Parrucchieri, estetisti, bar, ristoranti e anche negozi di abbigliamento. Pronti ad aprire dal 18 maggio: c'è l'accordo

Regioni e Governo trovano l'accordo sulla richiesta di autonomia della 'Fase 2'. Si attendono le linee guida dell'Inail e del comitato tecnico-scientifico

Foto da Citynews

Stato e regioni hanno raggiunto l'accordo che consente le riaperture differenziate su base territoriale, alla luce delle diverse situazioni sanitarie epidemiologiche, a partire da lunedì 18 maggio. Per il sottosegretario all’Interno Achille Variati si tratta di un accordo di fondamentale importanza "perché si basa sulla responsabilità e su regole chiare: si riapre tutto quello che si può riaprire, garantendo la massima sicurezza, ma si monitora con estrema attenzione ogni situazione territoriale; pronti, in caso di segnali negativi, a intervenire immediatamente ma in modo localizzato, caso per caso, regione per regione"

Variati aggiunge: "Ripartiranno dunque molte delle attività che ancora erano rimaste chiuse: bar, ristoranti, parrucchieri, estetisti, ciascuno con le proprie linee guida per garantire la piena sicurezza di clienti e operatori".

E ancora, prosegue, "che si riesca a farlo con un anticipo di due settimane rispetto alla data inizialmente fissata sulla base delle raccomandazioni del comitato tecnico scientifico, il 1 giugno, è un successo e una scelta di responsabile ottimismo, nel segno di un proficuo dialogo tra Stato e autonomie”.

Ad annunciarlo sui social era stato il governatore della Liguria, Giovanni Toti: "Ripartiamo insieme!
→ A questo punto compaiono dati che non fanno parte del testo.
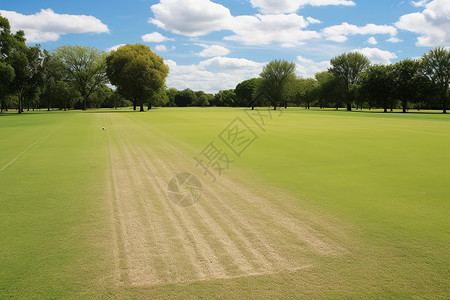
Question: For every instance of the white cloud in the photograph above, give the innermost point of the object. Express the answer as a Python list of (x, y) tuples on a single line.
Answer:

Dal 18 maggio le regioni, sotto la loro responsabilità, potranno finalmente far riaprire le attività in base alle esigenze del proprio territorio e in sicurezza". Potranno riaprire anche i negozi di abbigliamento.

Il premier Conte ha quindi accolto la lettera dei governatori circa la richiesta di autonomia nella 'Fase 2': "Il Governo nei prossimi giorni quindi farà le sue proposte che verranno integrate da quelle degli enti locali e insieme porteremo avanti il monitoraggio della situazione. Come regioni abbiamo anche chiesto che possano arrivare al più presto (al massimo giovedì) le linee guida per la riapertura di tutte le attività, su cui stanno lavorando Inail e comitato tecnico scientifico. È infatti fondamentale avere il tempo di poterle mettere in pratica per aprire in sicurezza. Avanti così, con buon senso. Questo Paese vuole e deve ripartire!" il commento del leader di 'Cambiamo'.